Texte de Laurier Gareau
Vol. 16 - no 4, juin 2006
L’abbé Louis-Pierre Gravel est arrivé à Gravelbourg à l’automne de 1906 comme prêtre colonisateur pour le sud-ouest de la Saskatchewan. À son arrivée, il était accompagné de son jeune frère Émile. Il a donné son nom à la communauté qui prendra racine sur les bords de la rivière La Vieille. Dans un article publié dans le Patriote de l’Ouest du 27 mars1918, on peut lire la description suivante de cette magnifique prairie: «Gravelbourg est situé sur la rivière des Bois qui coule du sud-ouest et va se jeter dans l’ancien lac La Vieille, aujourd’hui le lac Johnson. Les Anglais ont le don de tout dépoétiser. Johnson! un nom nègre pour remplacer celui qui pleurait si bien le terroir: La Vieille! Il y a une jolie légende qui se rapporte à ce nom et que je vous conterai plus tard.»(1)
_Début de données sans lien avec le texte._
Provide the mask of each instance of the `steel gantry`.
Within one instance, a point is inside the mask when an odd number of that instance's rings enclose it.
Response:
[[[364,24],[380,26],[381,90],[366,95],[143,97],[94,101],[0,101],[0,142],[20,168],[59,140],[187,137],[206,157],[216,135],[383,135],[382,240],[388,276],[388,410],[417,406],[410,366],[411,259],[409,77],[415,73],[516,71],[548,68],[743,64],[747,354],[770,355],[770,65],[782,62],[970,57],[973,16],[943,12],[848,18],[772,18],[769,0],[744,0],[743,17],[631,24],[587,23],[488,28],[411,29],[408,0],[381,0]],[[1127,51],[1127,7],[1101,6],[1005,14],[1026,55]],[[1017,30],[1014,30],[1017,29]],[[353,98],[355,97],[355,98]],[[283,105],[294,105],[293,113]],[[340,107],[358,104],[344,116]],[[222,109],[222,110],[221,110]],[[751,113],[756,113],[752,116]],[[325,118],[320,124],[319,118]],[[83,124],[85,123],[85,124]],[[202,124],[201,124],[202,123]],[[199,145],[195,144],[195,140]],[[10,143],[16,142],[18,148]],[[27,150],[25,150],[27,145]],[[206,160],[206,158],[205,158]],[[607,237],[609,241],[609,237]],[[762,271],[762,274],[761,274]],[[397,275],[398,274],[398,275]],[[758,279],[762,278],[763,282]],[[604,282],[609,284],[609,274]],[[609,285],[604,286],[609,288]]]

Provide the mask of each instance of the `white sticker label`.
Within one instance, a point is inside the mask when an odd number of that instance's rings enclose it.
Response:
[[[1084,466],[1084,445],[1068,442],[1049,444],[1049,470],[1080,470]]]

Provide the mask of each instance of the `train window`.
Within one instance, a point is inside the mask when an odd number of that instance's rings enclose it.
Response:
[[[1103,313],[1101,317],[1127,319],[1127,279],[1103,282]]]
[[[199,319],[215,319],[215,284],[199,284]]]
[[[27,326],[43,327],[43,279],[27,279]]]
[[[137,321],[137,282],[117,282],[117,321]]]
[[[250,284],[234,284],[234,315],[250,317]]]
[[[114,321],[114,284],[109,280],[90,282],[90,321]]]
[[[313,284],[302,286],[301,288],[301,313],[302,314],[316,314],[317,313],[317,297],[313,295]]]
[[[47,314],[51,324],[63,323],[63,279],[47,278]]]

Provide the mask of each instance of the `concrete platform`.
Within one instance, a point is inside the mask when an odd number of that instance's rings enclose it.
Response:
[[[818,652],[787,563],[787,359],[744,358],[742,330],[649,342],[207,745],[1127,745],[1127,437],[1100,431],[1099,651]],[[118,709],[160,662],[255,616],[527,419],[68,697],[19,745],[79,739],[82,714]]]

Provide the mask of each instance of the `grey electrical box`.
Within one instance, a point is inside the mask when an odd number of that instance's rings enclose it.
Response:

Avant l’arrivée des premiers colons et de l’abbé Gravel, avant la construction de la cathédrale, du Collège Mathieu et même de la première maison, ce coin de la Saskatchewan avait été visité par des Indiens, des Métis et des hommes blancs. Jean-Louis Légaré, fondateur de Willow Bunch, était venu chasser le bison dans la région de La Vieille en 1871 avec des Métis de la Montagne de Bois.
Maison de tourbe de Joseph- Napoléon Beaubien
Photo: Collection Marcelle Verville
Maison de tourbe de Joseph- Napoléon Beaubien environ cinq mille au nord de Gravelbourg, vers 1907.


L’article du Patriote de l’Ouest attribue à l’abbé Louis-Pierre Gravel la fondation de Gravelbourg. «La fondation de Gravelbourg remonte à l’année 1906. La paroisse fut colonisée par des Canadiens français placés sur des concessions gratuites réservées par l’entremise de M. l’abbé Gravel, missionnaire colonisateur auprès du ministre de l’Intérieur, l’honorable Frank Oliver. Pendant deux années, de 1906 à 1908, le “squatter” fut ainsi protégé jusqu’à l’époque où les homesteads des quatre townships réservés furent pris entièrement.»(2)

Ce passage indique toutefois que des «squatters» étaient établis dans la région de Gravelbourg avant l’arrivée de l’abbé Gravel en 1906. On sait, par exemple, qu’il y avait dans la région les cow-boys du Turkey Track Ranch et du W-Bar Ranch. Certains d’entre eux étaient peut-être devenus des «squatters». C’est dans un autre article du Patriote de l’Ouest que l’on en découvre plus au sujet des «squatters» de La Vieille. Dans cet article publié en 1919 et intitulé «En marge des fêtes de Gravelbourg», on affirme que les premiers colons canadiens-français étaient arrivés à La Vieille en 1905. Ils venaient de Cantal, village établi en 1892 près de la frontière Saskatchewan-Manitoba par l’abbé Jean-Isidore Gaire.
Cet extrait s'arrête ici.